Kini aku berdiri di depan bangunan Bandung Elementary Global School, sebuah sekolah yang terlihat tua namun modern. Plang nama sekolah berdiri tegak, mencerminkan perpaduan antara warisan sejarah dan visi masa depan. Aku mengenakan pakaian formal - kemeja putih dan rok hitam selutut - yang mencerminkan profesionalitasku sebagai guru baru.
Dengan langkah mantap, aku memasuki gedung. Aroma kayu tua dan cat baru bercampur di udara, memberikan kesan unik pada bangunan ini. Aku mulai menyisir ruangan satu per satu, mengagumi arsitektur yang memadukan gaya kolonial dengan sentuhan modern. Langkahku terhenti di sebuah ruangan dengan papan bergantung bertuliskan ‘Principal's Office’. Aku mengetuk pintu pelan hingga terdengar suara lembut seorang perempuan dari dalam mempersilakanku masuk.
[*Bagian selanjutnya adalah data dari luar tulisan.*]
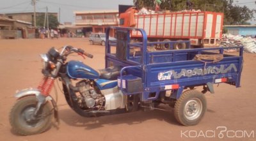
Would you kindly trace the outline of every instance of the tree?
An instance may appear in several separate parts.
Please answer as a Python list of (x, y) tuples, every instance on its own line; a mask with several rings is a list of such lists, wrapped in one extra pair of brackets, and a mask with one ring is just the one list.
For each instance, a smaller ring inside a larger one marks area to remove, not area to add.
[[(53, 15), (49, 15), (48, 17), (49, 19), (49, 27), (51, 29), (56, 29), (58, 28), (59, 25), (59, 22), (58, 21), (57, 17)], [(44, 20), (45, 20), (45, 15), (40, 14), (36, 16), (36, 26), (40, 27), (44, 27)], [(47, 24), (45, 23), (45, 26)]]
[[(142, 7), (154, 8), (155, 0), (134, 0), (139, 8)], [(186, 8), (186, 0), (161, 0), (161, 10), (180, 11)], [(255, 10), (250, 10), (246, 6), (235, 5), (233, 0), (191, 0), (193, 8), (202, 11), (224, 13), (225, 25), (248, 24), (246, 21), (254, 18)]]

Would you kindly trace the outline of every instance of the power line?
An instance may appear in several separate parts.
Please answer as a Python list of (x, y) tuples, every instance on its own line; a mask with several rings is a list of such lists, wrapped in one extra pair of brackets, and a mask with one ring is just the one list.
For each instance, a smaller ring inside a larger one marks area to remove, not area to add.
[(23, 4), (27, 4), (27, 3), (30, 3), (30, 2), (29, 2), (29, 1), (26, 1), (26, 2), (23, 2), (23, 3), (21, 3), (17, 4), (15, 4), (15, 5), (10, 6), (8, 6), (8, 7), (0, 8), (0, 9), (1, 9), (1, 10), (3, 10), (3, 9), (8, 9), (8, 8), (10, 8), (15, 7), (15, 6), (17, 6), (23, 5)]
[(246, 3), (234, 3), (234, 4), (247, 4), (247, 3), (255, 3), (256, 1), (250, 1), (250, 2), (246, 2)]
[[(50, 1), (40, 1), (40, 2), (44, 3), (50, 3), (50, 4), (57, 4), (57, 5), (75, 7), (75, 8), (90, 8), (90, 9), (99, 9), (99, 7), (96, 8), (96, 7), (81, 6), (71, 5), (71, 4), (67, 4), (58, 3), (54, 3), (54, 2), (50, 2)], [(110, 9), (109, 8), (104, 8)], [(111, 8), (111, 9), (113, 9), (113, 8)]]

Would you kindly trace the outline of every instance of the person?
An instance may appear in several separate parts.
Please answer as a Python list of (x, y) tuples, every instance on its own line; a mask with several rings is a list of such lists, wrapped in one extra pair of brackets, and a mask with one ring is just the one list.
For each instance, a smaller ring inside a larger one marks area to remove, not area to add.
[(192, 2), (191, 2), (189, 0), (187, 0), (186, 4), (187, 7), (188, 7), (188, 9), (189, 10), (192, 10), (192, 6), (193, 6)]
[(51, 29), (51, 38), (53, 39), (53, 38), (54, 37), (54, 30), (52, 29)]

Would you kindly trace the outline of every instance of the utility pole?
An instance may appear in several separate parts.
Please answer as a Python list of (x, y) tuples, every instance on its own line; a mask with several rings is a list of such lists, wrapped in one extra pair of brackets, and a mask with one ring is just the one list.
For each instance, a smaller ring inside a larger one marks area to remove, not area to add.
[(34, 6), (34, 26), (36, 27), (36, 0), (32, 0), (32, 4)]
[(48, 31), (48, 38), (49, 38), (49, 33), (50, 33), (50, 31), (49, 30), (49, 17), (48, 17), (48, 6), (46, 6), (46, 15), (47, 15), (47, 31)]
[[(46, 7), (46, 9), (47, 9), (47, 8)], [(45, 11), (45, 13), (44, 14), (44, 28), (45, 28), (45, 24), (46, 24), (46, 12), (47, 11)]]
[(60, 24), (60, 8), (59, 8), (59, 23)]

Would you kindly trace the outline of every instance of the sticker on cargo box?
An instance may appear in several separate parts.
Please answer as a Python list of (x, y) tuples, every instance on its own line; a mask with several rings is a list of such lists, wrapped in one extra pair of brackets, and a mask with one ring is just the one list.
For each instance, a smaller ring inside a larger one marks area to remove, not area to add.
[(221, 74), (228, 72), (237, 71), (237, 68), (234, 64), (230, 64), (228, 67), (227, 65), (220, 65), (220, 67), (217, 66), (208, 66), (205, 69), (195, 68), (193, 70), (181, 69), (180, 72), (174, 70), (167, 71), (165, 72), (160, 72), (158, 73), (158, 80), (171, 80), (172, 78), (175, 79), (180, 78), (182, 77), (191, 77), (196, 75), (205, 75), (208, 74)]

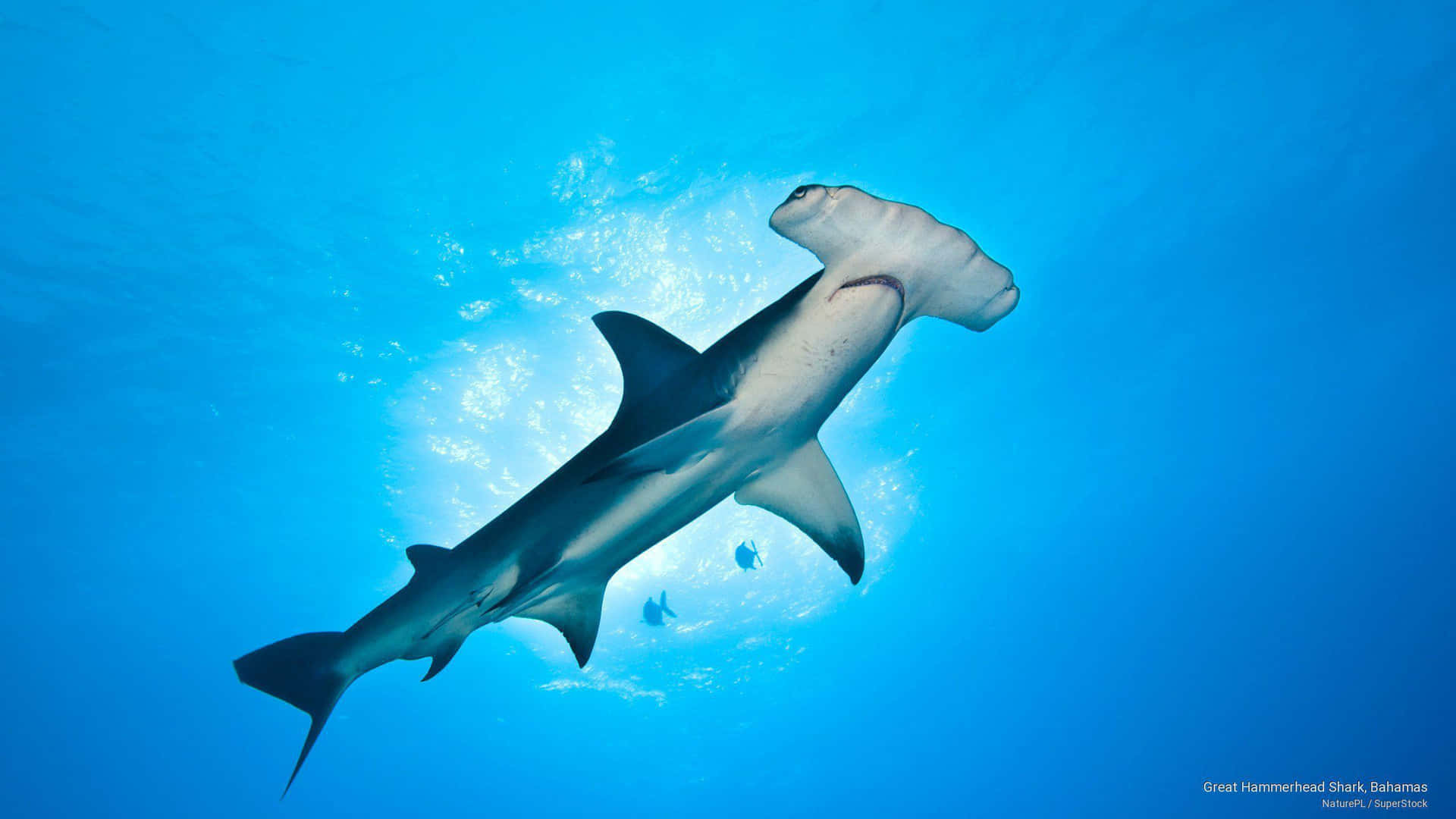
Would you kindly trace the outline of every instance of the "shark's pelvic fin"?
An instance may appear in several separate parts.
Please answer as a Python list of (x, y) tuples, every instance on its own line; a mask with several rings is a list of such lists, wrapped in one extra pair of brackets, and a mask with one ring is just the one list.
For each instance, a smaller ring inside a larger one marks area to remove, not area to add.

Di dalam, seorang wanita paruh baya dengan sanggul rapi dan hidung mancung menyambutku dengan senyum ramah, aku tersenyum dan mulai berjalan ke arahnya. Aku menjabat tangannya dengan lembut sembari memperkenalkan diriku.
“Selamat pagi Bu, saya Nayla,” ujarku dengan senyum sumringah.
“Pagi Nayla, nama saya Linka, ibu Abi,” balasnya dengan nada hangat.
Aku dipersilakan duduk di kursi yang tersedia di depannya. Kini kami berhadapan, dan aku bisa merasakan aura kebijaksanaan dari sosoknya.
“Baik Nayla, sebelum itu saya sudah mendengar banyak tentang kamu dari Abi. Sebelumnya saya juga mengucapkan terima kasih karena sudah mau direpotkan oleh Abi,” ujar Bu Linka.
Aku hanya tertawa kecil dan menganggukan kepala. “Saya juga berterimakasih telah diberikan kepercayan untuk mengajar disini, dan Abi juga banyak membantu saya,” jawabku dengan penuh rasa hormat.
Bu Linka tersenyum, lalu memberikan beberapa berkas kepadaku. “Hari ini kamu resmi mengajar di sekolah ini. Silakan ikuti lorong ini, dan di ujungnya adalah ruang guru. Ini adalah kontrak dan jadwal mengajarmu. Pelajari baik-baik, dan jika ada pertanyaan, jangan ragu untuk menghubungi saya.”
“Baik bu, terima kasih. Saya izin pamit,”
Aku menerima berkas tersebut dan berpamitan. Berjalan menyusuri lorong, aku bisa merasakan sejarah sekolah ini dari foto-foto lama yang terpajang di dinding. Namun, di sela-sela itu, ada juga poster-poster motivasi modern yang menghiasi lorong, menciptakan atmosfer unik antara masa lalu dan masa kini.
Hingga sampai di depan ruang guru, aku berhenti sejenak. Menghembuskan napas panjang untuk menetralkan rasa gugup, aku memberanikan diri untuk masuk.